1. Harus ikhlas karena Allah

Memberi kebaikan kepada manusia hendaknya benar-benar karena Allah, bukan karena tujuan lain, hal ini sebagaimana sifat dari kaum muslimin pada masa Nabi shallallahu 'alaihi wasallam, mereka berbuat kebaikan semata-mata hanya mengharapkan keridhoan Allah Ta'ala. Keikhlasan mereka terungkap dalam ucapan mereka yang Allah Ta'ala sebutkan dalam Firman-Nya,

إِنَّمَا نُطْعِمُكُمْ لِوَجْهِ اللَّهِ لا نُرِيدُ مِنْكُمْ جَزَاءً وَلا شُكُورًا

"Sesungguhnya Kami memberi makanan kepadamu hanyalah untuk mengharapkan keridhoan Allah, Kami tidak menghendaki Balasan dari kamu dan tidak pula (ucapan) terima kasih". (Qs. Al-Insaan: 9).

Amal shalih yang tujuannya bukan karena Allah, maka tidak akan berpahala.

Rasulullah shallallahu ‘alaihi wa sallam bersabda,

إِنَّ اللَّهَ لاَ يَقْبَلُ مِنَ الْعَمَل إِلاَّ مَا كَانَ لَهُ خَالِصًا وَابْتُغِيَ بِهِ وَجْهُهُ

"Sesungguhnya Allah tidak akan menerima dari semua jenis amalan kecuali yang murni untuk-Nya, dan untuk mencari wajah (keridhoan)-Nya. (Hr. an-Nasa’i, no: 3140).

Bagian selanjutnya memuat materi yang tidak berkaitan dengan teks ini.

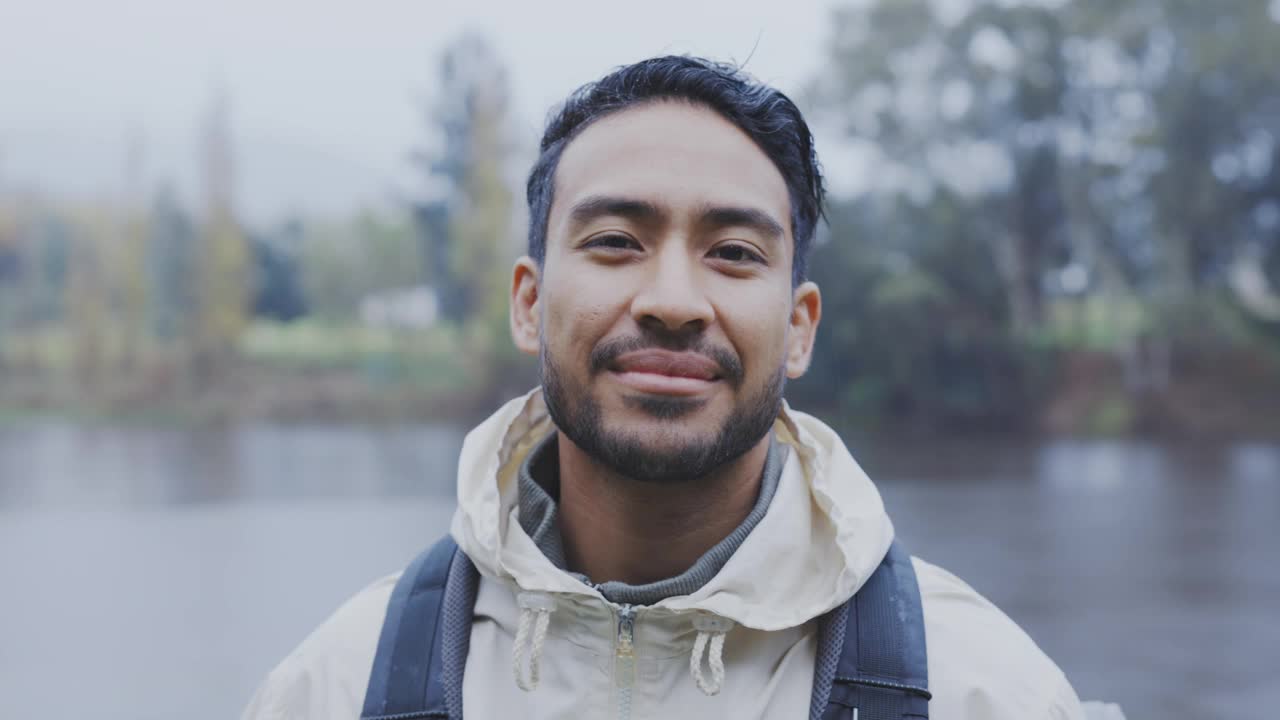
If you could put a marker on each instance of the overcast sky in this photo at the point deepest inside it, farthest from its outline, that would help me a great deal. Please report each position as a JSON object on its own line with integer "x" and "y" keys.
{"x": 327, "y": 98}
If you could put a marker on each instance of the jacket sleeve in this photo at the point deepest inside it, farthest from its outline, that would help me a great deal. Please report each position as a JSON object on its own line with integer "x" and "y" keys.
{"x": 982, "y": 665}
{"x": 284, "y": 695}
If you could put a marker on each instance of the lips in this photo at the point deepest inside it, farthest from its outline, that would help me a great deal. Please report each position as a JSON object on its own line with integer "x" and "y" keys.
{"x": 661, "y": 372}
{"x": 671, "y": 364}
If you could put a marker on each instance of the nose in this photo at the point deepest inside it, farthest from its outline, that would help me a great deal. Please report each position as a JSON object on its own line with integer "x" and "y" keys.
{"x": 672, "y": 297}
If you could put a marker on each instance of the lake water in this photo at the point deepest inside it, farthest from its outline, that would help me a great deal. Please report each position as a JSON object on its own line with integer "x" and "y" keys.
{"x": 160, "y": 573}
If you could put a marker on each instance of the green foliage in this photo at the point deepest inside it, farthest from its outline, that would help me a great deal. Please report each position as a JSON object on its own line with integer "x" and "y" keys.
{"x": 1050, "y": 178}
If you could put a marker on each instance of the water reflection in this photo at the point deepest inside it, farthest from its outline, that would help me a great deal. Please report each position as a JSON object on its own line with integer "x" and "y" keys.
{"x": 170, "y": 568}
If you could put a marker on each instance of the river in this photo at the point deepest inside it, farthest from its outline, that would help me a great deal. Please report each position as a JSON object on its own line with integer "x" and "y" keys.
{"x": 158, "y": 573}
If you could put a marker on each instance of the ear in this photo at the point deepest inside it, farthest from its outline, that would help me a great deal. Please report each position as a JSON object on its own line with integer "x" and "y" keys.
{"x": 805, "y": 313}
{"x": 525, "y": 308}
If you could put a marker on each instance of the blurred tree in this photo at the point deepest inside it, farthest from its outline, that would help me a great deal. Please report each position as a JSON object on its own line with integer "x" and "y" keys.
{"x": 466, "y": 217}
{"x": 277, "y": 287}
{"x": 172, "y": 256}
{"x": 341, "y": 263}
{"x": 223, "y": 261}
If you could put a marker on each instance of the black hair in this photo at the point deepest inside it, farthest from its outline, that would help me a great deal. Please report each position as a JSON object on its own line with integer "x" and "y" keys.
{"x": 766, "y": 115}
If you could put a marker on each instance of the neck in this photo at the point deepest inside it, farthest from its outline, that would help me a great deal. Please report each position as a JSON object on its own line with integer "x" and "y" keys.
{"x": 616, "y": 528}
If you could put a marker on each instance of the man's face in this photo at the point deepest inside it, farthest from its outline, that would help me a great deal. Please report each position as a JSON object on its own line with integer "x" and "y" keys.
{"x": 664, "y": 315}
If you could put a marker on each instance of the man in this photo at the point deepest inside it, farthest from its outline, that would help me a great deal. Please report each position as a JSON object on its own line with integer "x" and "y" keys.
{"x": 654, "y": 533}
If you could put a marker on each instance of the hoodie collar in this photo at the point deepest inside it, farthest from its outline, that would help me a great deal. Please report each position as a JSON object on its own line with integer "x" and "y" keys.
{"x": 822, "y": 537}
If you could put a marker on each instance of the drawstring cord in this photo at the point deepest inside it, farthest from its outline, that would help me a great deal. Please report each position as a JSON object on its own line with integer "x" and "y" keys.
{"x": 711, "y": 638}
{"x": 535, "y": 614}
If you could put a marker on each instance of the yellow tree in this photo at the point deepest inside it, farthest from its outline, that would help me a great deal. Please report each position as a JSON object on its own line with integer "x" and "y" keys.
{"x": 223, "y": 259}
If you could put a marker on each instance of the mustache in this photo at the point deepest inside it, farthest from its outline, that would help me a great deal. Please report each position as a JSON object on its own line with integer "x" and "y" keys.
{"x": 607, "y": 352}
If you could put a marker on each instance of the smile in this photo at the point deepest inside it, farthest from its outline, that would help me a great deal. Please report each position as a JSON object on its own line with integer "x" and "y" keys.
{"x": 662, "y": 372}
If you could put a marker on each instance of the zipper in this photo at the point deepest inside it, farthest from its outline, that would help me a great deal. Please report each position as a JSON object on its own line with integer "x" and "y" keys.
{"x": 625, "y": 662}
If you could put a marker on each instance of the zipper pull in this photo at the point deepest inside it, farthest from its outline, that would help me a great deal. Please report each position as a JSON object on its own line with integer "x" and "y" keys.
{"x": 626, "y": 629}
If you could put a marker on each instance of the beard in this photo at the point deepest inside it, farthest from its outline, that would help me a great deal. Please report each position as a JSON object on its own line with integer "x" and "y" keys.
{"x": 634, "y": 454}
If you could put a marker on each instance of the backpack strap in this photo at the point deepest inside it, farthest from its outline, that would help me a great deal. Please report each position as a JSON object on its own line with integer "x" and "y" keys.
{"x": 882, "y": 671}
{"x": 406, "y": 679}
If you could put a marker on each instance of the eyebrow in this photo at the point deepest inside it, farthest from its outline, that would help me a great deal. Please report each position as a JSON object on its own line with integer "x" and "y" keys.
{"x": 644, "y": 212}
{"x": 604, "y": 205}
{"x": 726, "y": 217}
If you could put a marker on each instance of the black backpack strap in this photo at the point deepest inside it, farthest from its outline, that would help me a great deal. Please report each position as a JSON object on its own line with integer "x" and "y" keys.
{"x": 406, "y": 679}
{"x": 882, "y": 671}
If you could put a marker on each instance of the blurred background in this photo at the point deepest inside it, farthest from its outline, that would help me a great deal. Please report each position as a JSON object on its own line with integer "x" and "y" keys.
{"x": 252, "y": 294}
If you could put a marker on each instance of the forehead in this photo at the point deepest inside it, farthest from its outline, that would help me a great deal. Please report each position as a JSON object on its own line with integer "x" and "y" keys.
{"x": 673, "y": 154}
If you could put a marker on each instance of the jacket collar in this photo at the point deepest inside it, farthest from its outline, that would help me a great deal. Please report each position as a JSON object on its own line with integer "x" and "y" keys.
{"x": 822, "y": 537}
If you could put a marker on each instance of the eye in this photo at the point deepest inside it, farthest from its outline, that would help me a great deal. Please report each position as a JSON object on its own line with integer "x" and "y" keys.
{"x": 736, "y": 254}
{"x": 612, "y": 241}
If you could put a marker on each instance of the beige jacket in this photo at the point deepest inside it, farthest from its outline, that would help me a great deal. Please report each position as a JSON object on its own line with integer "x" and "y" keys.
{"x": 822, "y": 537}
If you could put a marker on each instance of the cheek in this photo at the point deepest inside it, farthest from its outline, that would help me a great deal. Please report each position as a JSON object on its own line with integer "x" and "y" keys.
{"x": 575, "y": 320}
{"x": 757, "y": 324}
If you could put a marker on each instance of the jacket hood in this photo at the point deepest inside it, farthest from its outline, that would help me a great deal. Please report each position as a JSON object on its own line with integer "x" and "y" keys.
{"x": 823, "y": 534}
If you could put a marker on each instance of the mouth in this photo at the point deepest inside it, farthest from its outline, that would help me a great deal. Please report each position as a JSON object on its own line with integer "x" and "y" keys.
{"x": 661, "y": 372}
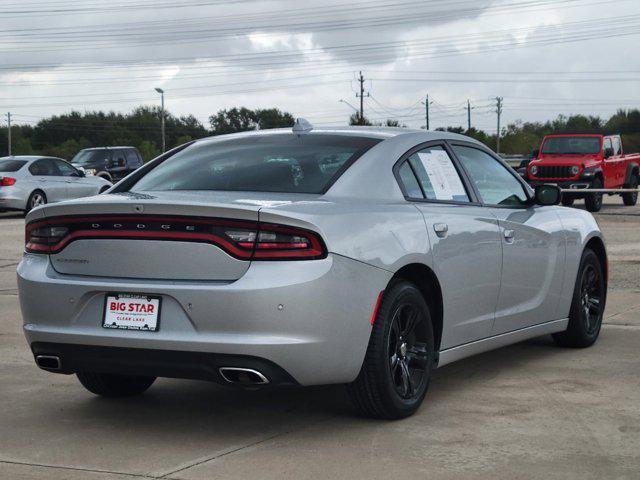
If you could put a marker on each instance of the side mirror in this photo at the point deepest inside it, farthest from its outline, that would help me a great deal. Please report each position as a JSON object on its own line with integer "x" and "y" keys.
{"x": 608, "y": 152}
{"x": 548, "y": 194}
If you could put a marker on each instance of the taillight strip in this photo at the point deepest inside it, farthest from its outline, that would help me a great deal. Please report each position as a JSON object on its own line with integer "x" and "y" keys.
{"x": 244, "y": 250}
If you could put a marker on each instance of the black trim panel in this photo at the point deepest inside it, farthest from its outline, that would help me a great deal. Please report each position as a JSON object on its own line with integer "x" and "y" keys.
{"x": 157, "y": 363}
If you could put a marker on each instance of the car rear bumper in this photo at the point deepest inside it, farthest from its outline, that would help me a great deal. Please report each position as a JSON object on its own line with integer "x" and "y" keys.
{"x": 72, "y": 358}
{"x": 574, "y": 185}
{"x": 310, "y": 319}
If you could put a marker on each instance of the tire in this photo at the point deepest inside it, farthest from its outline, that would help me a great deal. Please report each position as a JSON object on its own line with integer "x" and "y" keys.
{"x": 114, "y": 386}
{"x": 587, "y": 306}
{"x": 593, "y": 201}
{"x": 630, "y": 199}
{"x": 396, "y": 371}
{"x": 36, "y": 199}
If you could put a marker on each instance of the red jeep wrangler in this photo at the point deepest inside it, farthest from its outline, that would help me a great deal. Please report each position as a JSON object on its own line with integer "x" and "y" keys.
{"x": 580, "y": 162}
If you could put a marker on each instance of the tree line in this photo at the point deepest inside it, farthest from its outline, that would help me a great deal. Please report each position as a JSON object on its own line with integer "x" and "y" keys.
{"x": 64, "y": 135}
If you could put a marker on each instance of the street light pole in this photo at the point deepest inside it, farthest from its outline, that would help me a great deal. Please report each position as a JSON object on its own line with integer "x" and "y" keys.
{"x": 161, "y": 92}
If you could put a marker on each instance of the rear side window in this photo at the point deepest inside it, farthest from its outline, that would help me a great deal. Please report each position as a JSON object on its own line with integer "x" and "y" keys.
{"x": 272, "y": 163}
{"x": 44, "y": 167}
{"x": 11, "y": 165}
{"x": 430, "y": 173}
{"x": 133, "y": 160}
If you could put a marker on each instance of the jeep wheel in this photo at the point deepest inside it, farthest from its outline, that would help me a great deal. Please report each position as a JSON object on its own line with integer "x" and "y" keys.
{"x": 593, "y": 201}
{"x": 630, "y": 199}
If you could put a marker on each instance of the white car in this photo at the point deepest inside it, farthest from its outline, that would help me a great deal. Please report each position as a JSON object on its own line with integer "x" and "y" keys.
{"x": 27, "y": 182}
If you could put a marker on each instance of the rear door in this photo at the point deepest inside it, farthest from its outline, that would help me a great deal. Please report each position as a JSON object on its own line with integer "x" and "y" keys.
{"x": 465, "y": 241}
{"x": 47, "y": 178}
{"x": 532, "y": 238}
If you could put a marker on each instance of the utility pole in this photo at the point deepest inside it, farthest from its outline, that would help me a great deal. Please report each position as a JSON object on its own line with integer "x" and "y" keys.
{"x": 361, "y": 95}
{"x": 9, "y": 131}
{"x": 161, "y": 92}
{"x": 426, "y": 112}
{"x": 499, "y": 112}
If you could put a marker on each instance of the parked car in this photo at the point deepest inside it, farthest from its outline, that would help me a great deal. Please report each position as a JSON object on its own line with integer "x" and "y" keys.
{"x": 275, "y": 268}
{"x": 111, "y": 163}
{"x": 583, "y": 162}
{"x": 27, "y": 182}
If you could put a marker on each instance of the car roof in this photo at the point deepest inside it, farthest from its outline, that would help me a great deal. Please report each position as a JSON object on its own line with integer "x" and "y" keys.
{"x": 30, "y": 158}
{"x": 381, "y": 133}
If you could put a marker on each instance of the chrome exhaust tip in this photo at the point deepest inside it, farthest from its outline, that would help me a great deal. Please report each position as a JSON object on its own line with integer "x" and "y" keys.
{"x": 49, "y": 362}
{"x": 243, "y": 376}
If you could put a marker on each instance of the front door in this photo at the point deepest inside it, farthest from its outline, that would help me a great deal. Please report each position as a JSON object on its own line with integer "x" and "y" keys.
{"x": 533, "y": 244}
{"x": 465, "y": 243}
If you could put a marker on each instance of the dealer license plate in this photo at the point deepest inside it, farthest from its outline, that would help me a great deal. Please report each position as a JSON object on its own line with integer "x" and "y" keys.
{"x": 126, "y": 311}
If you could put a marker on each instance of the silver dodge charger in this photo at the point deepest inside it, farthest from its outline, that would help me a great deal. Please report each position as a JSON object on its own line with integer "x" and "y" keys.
{"x": 28, "y": 181}
{"x": 361, "y": 256}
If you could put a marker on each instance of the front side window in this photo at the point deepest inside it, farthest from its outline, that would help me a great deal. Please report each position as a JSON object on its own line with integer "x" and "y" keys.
{"x": 11, "y": 165}
{"x": 436, "y": 175}
{"x": 495, "y": 184}
{"x": 132, "y": 158}
{"x": 271, "y": 163}
{"x": 617, "y": 146}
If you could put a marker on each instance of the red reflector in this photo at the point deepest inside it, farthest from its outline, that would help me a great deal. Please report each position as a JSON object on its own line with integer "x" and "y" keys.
{"x": 7, "y": 181}
{"x": 375, "y": 309}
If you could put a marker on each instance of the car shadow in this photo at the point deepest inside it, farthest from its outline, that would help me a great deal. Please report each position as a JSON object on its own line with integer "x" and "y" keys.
{"x": 189, "y": 404}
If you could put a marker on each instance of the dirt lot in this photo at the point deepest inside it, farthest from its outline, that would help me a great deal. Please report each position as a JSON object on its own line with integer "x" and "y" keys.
{"x": 527, "y": 411}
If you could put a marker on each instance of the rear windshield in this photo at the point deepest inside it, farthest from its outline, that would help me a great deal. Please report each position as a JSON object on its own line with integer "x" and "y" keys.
{"x": 11, "y": 165}
{"x": 271, "y": 163}
{"x": 571, "y": 145}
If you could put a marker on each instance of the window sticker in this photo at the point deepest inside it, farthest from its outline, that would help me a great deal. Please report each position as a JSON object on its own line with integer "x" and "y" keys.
{"x": 443, "y": 176}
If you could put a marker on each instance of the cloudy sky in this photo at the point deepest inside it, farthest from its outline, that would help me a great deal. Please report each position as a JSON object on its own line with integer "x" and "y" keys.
{"x": 544, "y": 57}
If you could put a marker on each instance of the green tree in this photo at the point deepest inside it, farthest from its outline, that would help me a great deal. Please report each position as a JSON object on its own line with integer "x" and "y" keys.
{"x": 148, "y": 150}
{"x": 355, "y": 119}
{"x": 233, "y": 120}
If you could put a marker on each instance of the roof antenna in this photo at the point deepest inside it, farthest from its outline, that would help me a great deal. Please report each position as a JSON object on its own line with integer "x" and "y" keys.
{"x": 301, "y": 126}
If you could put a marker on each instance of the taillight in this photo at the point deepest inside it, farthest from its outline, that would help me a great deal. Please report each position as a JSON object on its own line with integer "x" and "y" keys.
{"x": 7, "y": 181}
{"x": 41, "y": 239}
{"x": 242, "y": 239}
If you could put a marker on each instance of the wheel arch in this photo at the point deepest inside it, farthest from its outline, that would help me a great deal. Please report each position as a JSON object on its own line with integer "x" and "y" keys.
{"x": 427, "y": 282}
{"x": 597, "y": 245}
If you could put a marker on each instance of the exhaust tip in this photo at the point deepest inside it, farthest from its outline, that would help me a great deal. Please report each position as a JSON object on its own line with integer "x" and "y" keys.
{"x": 243, "y": 376}
{"x": 49, "y": 362}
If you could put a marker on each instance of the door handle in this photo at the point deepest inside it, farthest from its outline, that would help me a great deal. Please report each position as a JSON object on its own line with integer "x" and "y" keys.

Begitulah seharus ketika memberikan kebaikan kepada manusia, hanya berharap ridhonya Allah.

2. Tidak boleh mengharapkan pujian

Mengharapkan pujian ketika memberikan kebaikan termasuk kepada perbuatan riya.

Imam al-Qurthubi rahimahullah mengatakan, “Hakekat riya’ adalah mencari apa yang ada di dunia dengan ibadah, asalnya mencari kedudukan di hati manusia”. (Tafsir al-Qurthubi, 20/212).

Al-Hafizh Ibnu Hajar rahimahullah mengatakan, “Riya’ adalah menampakkan ibadah karena niat dilihat manusia, lalu  mereka akan memuji pelaku ibadah tersebut”. (Fathul Bari 11/136).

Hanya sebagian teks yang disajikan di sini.